If you’ve been paying attention to the Internet world lately, it has likely come to your attention that there is a new player in the search game called Bing and the Microsoft and Yahoo deal which has been discussed ad-nauseum since Microsoft offered Yahoo $45 billion in early 2008 has finally come to a close.
What does it all mean? It is going to take time to sort it all out. Whatever the effects of the merger, the effects it has on user experience and advertisers are most significant, and much can be said in that regard. As resident PPC expert and VP of Client Relations, Mike Block, says in his recent blog, Tues News: 8/4 (Big Deals Edition):
Anyone who has spoken to me about my opinions regarding the Big Three (Google, Yahoo and Microsoft) in search knows that I rank the user experience with Google at the top, Yahoo as a distant second and Microsoft as an even more distant third. When Bing came out and made some noise, it was my opinion that Bing would be nothing more than an expensive flash in the pan unless Microsoft could make the user experience better for the advertiser through its adCenter product. As it stands, the stubborn folks over at Microsoft still make bulk changes very difficult to perform, offer a poor quality account editor that is incompatible with Apple computers and employ customer service representatives that have always seemed overworked at best and poorly trained at worst.

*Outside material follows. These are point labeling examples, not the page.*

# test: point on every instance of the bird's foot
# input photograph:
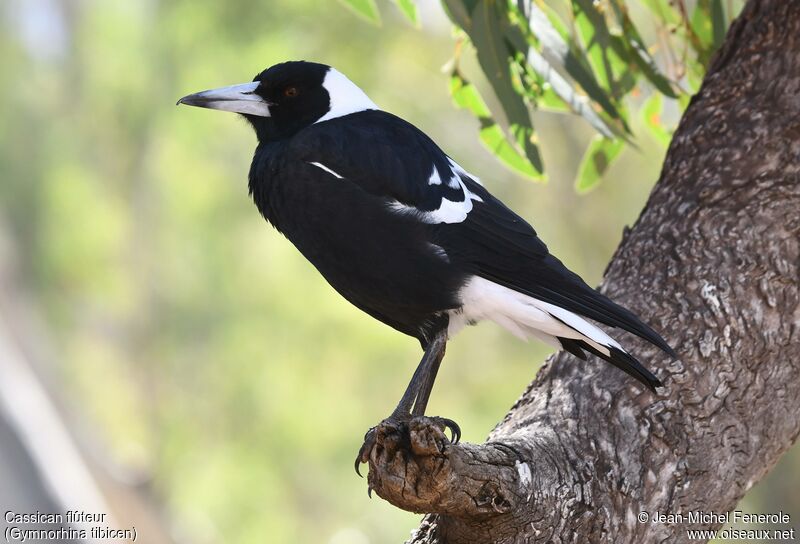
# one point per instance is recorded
(406, 435)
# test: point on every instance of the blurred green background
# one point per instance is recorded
(205, 356)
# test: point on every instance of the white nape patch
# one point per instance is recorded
(448, 211)
(345, 96)
(435, 179)
(523, 316)
(328, 170)
(525, 476)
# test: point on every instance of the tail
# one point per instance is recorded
(617, 357)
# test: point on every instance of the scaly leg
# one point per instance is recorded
(415, 399)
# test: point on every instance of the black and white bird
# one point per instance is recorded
(403, 232)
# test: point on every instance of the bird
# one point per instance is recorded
(405, 233)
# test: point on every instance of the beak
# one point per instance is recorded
(236, 98)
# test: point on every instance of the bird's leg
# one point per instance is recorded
(425, 373)
(415, 399)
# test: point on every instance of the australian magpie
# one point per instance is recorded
(403, 232)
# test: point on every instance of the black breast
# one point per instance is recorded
(379, 260)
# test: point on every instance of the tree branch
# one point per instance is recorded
(713, 262)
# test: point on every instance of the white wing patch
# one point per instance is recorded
(449, 211)
(345, 96)
(523, 316)
(328, 170)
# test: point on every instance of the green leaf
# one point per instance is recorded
(409, 9)
(487, 25)
(639, 54)
(554, 45)
(366, 9)
(651, 118)
(609, 63)
(718, 22)
(598, 157)
(579, 104)
(466, 96)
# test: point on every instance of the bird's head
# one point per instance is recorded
(287, 97)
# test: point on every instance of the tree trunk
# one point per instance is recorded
(713, 263)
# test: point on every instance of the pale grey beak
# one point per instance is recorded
(236, 98)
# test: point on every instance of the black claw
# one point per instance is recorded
(358, 465)
(452, 426)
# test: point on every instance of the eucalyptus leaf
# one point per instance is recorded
(366, 9)
(409, 9)
(600, 154)
(466, 96)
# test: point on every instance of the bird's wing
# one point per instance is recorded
(390, 158)
(502, 247)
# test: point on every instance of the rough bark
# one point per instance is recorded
(713, 262)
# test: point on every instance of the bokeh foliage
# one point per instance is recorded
(586, 57)
(212, 362)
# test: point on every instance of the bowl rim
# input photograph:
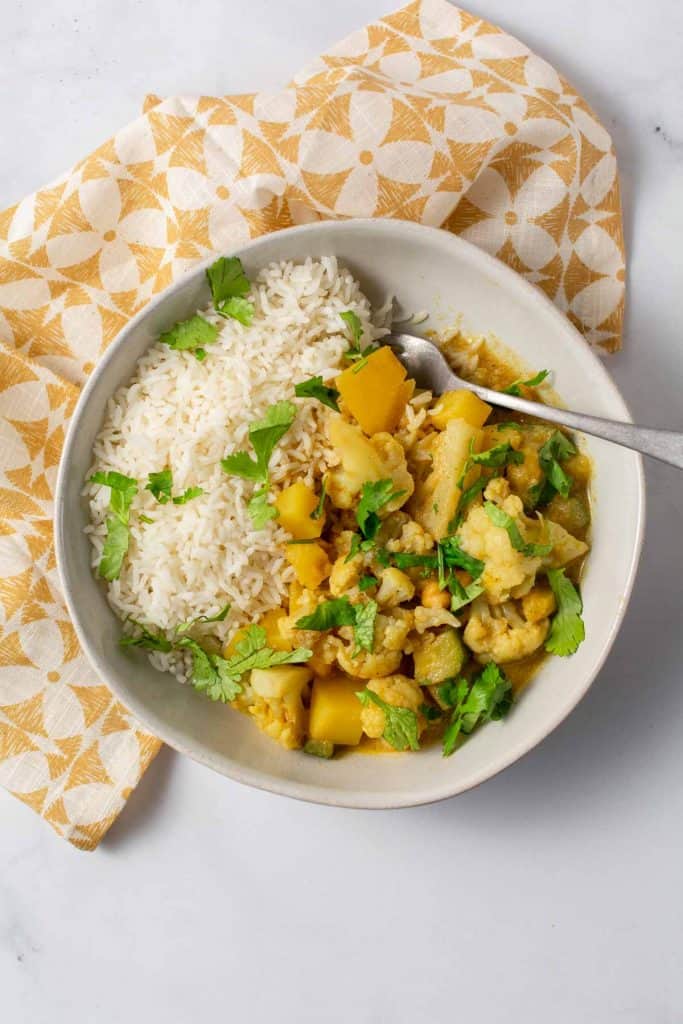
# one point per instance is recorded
(261, 779)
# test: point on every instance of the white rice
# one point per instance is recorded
(179, 413)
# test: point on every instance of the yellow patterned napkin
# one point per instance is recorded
(429, 115)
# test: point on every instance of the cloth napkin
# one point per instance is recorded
(429, 115)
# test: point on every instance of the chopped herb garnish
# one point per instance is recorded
(515, 387)
(556, 450)
(400, 724)
(355, 353)
(315, 388)
(355, 327)
(161, 485)
(364, 627)
(339, 611)
(329, 615)
(263, 435)
(466, 498)
(122, 491)
(145, 638)
(318, 748)
(319, 508)
(187, 496)
(190, 336)
(566, 629)
(228, 286)
(488, 699)
(505, 521)
(218, 617)
(430, 712)
(374, 496)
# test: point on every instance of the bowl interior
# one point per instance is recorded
(428, 269)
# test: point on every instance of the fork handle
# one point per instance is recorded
(667, 445)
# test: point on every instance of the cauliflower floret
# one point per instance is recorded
(501, 634)
(363, 459)
(507, 572)
(391, 632)
(278, 707)
(302, 602)
(413, 539)
(397, 690)
(395, 588)
(345, 574)
(393, 461)
(430, 619)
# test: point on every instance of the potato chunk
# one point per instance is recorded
(460, 406)
(436, 497)
(310, 563)
(335, 711)
(376, 391)
(295, 505)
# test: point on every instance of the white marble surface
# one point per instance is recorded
(553, 893)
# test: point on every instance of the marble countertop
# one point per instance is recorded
(550, 894)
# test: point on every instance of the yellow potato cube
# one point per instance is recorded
(310, 563)
(376, 391)
(460, 406)
(295, 505)
(335, 711)
(230, 646)
(271, 623)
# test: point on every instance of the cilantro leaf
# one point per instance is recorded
(566, 629)
(466, 498)
(115, 548)
(374, 496)
(400, 724)
(190, 335)
(556, 450)
(237, 308)
(226, 280)
(319, 508)
(260, 511)
(315, 388)
(146, 639)
(122, 491)
(455, 557)
(430, 712)
(505, 521)
(355, 327)
(515, 387)
(263, 434)
(187, 496)
(242, 464)
(355, 353)
(161, 485)
(218, 617)
(329, 614)
(488, 698)
(364, 627)
(499, 455)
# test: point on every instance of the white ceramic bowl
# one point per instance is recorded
(425, 268)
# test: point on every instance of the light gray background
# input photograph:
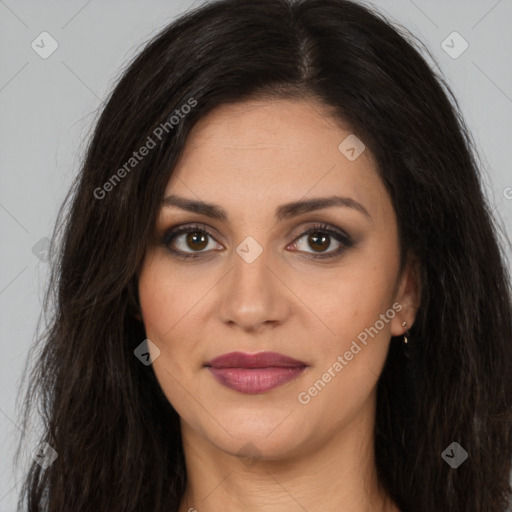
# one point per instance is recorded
(48, 107)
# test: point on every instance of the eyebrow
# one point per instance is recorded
(283, 212)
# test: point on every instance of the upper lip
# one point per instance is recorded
(259, 360)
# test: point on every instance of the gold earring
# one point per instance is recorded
(404, 324)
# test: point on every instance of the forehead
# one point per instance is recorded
(272, 151)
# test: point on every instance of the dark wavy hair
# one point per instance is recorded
(117, 436)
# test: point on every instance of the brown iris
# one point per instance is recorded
(318, 241)
(197, 240)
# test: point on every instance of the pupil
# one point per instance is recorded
(319, 241)
(197, 239)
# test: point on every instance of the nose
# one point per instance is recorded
(253, 295)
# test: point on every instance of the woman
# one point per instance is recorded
(280, 286)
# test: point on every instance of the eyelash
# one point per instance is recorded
(345, 240)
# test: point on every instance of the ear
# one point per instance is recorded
(408, 296)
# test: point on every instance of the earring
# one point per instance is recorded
(404, 324)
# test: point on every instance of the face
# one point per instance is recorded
(263, 269)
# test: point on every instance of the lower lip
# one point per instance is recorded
(255, 380)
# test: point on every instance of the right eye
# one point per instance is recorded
(191, 241)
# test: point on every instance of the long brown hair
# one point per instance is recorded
(116, 435)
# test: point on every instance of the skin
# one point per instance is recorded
(249, 158)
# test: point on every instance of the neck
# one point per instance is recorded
(338, 474)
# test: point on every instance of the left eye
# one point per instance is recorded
(320, 239)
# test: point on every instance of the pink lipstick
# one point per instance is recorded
(254, 373)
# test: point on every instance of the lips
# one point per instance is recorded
(254, 373)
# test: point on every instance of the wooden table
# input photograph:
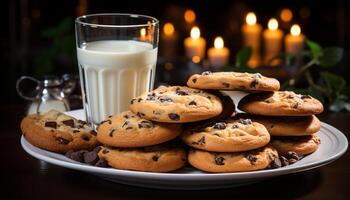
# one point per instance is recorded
(24, 177)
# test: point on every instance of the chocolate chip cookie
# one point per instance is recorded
(130, 130)
(233, 81)
(232, 162)
(58, 132)
(176, 104)
(228, 136)
(280, 103)
(287, 125)
(302, 145)
(159, 158)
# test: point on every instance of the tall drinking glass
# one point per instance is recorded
(117, 56)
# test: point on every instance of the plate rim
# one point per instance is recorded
(193, 177)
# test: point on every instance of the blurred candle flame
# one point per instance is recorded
(168, 29)
(286, 15)
(295, 30)
(218, 43)
(143, 32)
(273, 24)
(250, 18)
(195, 32)
(196, 59)
(190, 16)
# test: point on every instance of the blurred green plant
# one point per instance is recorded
(329, 87)
(61, 48)
(241, 61)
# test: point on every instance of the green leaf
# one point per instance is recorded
(315, 48)
(333, 82)
(243, 56)
(347, 106)
(337, 105)
(330, 56)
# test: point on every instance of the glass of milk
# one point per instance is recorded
(117, 55)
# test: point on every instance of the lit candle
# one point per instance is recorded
(143, 34)
(195, 45)
(251, 38)
(168, 44)
(189, 16)
(295, 40)
(272, 41)
(218, 55)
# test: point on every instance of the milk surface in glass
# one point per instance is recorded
(112, 72)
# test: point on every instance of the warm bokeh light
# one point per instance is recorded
(195, 32)
(250, 18)
(295, 30)
(218, 43)
(143, 32)
(305, 12)
(196, 59)
(168, 29)
(190, 16)
(286, 15)
(273, 24)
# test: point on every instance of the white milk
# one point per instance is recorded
(113, 72)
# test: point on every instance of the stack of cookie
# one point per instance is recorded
(277, 128)
(139, 139)
(290, 119)
(233, 144)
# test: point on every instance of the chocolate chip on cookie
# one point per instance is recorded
(200, 141)
(252, 158)
(62, 140)
(155, 158)
(174, 116)
(233, 162)
(146, 124)
(219, 125)
(192, 103)
(178, 104)
(51, 124)
(69, 122)
(219, 160)
(233, 81)
(90, 158)
(135, 131)
(233, 136)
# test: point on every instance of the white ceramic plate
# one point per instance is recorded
(333, 145)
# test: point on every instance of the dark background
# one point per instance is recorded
(26, 46)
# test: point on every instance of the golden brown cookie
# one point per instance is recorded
(232, 162)
(301, 145)
(280, 103)
(176, 104)
(58, 132)
(159, 158)
(129, 130)
(287, 125)
(228, 136)
(233, 81)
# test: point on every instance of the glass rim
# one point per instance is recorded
(154, 22)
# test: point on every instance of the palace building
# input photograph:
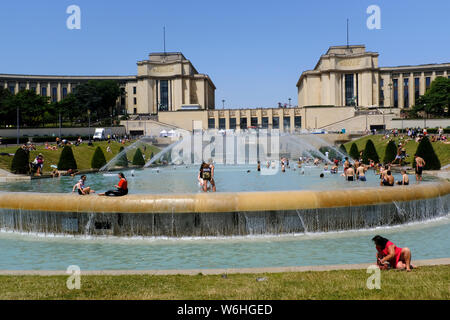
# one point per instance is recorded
(165, 82)
(346, 90)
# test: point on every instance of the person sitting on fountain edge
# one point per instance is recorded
(391, 256)
(122, 188)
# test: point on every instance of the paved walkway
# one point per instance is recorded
(418, 263)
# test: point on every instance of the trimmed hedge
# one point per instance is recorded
(122, 161)
(67, 160)
(138, 159)
(370, 153)
(354, 152)
(391, 152)
(98, 159)
(425, 150)
(21, 162)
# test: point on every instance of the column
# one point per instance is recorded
(58, 92)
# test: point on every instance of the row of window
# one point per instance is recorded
(254, 123)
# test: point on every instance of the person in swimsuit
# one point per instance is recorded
(350, 173)
(405, 179)
(121, 188)
(420, 164)
(389, 253)
(82, 189)
(360, 173)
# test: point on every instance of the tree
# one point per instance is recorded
(354, 153)
(98, 159)
(21, 162)
(436, 101)
(138, 159)
(122, 160)
(67, 160)
(390, 153)
(425, 150)
(370, 153)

Block’s quote sums up looming questions regarding the effects of the Microsoft/Yahoo merger quite nicely. Now, lets assume for the sake of this blog that Microsoft gets its adCenter product together and releases a version up to par with Google’s AdWords interface in terms of ease-of-use and user friendliness. This means the backend experience for the advertiser is equal, and relevancy and ease-of-use on the front end is what matters in determining who gets crowned the king of search. In that case, a tool like the one recently released by Microsoft employee Michael Kordahi could well come in handy.
Its a blind search test and its pretty neat. Not only can you see your search results in all three major search engines at once (the blind test is not the only way to do this but still), you can also get an unbiased answer as to which search engine you prefer.
Not surprisingly, according to a recent post on TechCrunch, it has been found users tend to rate anything with the Google logo as better than its competing product/service/what have you. This means Yahoo results with a Google logo tacked on top will rate better than Google results branded with the Yahoo logo, but the blind search test removes this bias and lets you compare apples to apples.
I’ve done a few tests already. So far, I’m averaging an equal preference for Google and Bing results depending on the search. Try it out for yourself and let me know what you think! Its pretty cool.